Most of these youths who had been plunged into misery by such rascally
abuse of office and the shameful way in which a king naturally anything
but malignant, was misled and deceived, were either dead and gone, or had
been released from prison as mature men. What hatred must have filled
their souls for that form of government which had dared thus to punish
their pure enthusiasm for a sacred cause--the unity and well-earned
freedom of their native land! Ah, there were dangerous forces to subdue
among those grey-haired martyrs, for it was their fiery spirit and high
hearts which had brought them to ruin.

Those who had been disappointed in the results of the war for liberty,
and those who had suffered in the demagogue period, had ventured to hope
once more when the much-extolled crown-prince, Frederick William IV,
mounted the throne. What disappointment was in store for them; what new
suffering was laid upon them when, instead of the rosy dawn of freedom
which they fancied they had seen, a deeper darkness and a more reckless
oppression set in! What they had taken for larks announcing the breaking
of a brighter day turned out to be bats and similar vermin of the night.

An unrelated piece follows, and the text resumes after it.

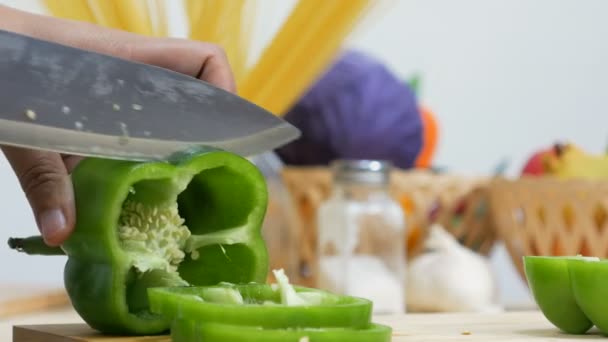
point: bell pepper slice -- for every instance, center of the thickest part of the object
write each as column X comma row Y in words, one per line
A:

In the state the exercise of a boundless arbitrary power; in the Church,
dark intolerance; and, in its train, slavish submission, favour-seeking,
rolling up of the eyes, and hypocrisy as means to unworthy ends, and
especially to that of speedy promotion--the deepest corruption of all--
that of the soul.

What naturally followed caused the loyalists the keenest pain, for the
injury done to the strong monarchical feeling of the Prussian people in
the person and the conduct of Frederick William IV was not to be
estimated. Only the simple heroic greatness and the paternal dignity
of an Emperor William could have repaired it.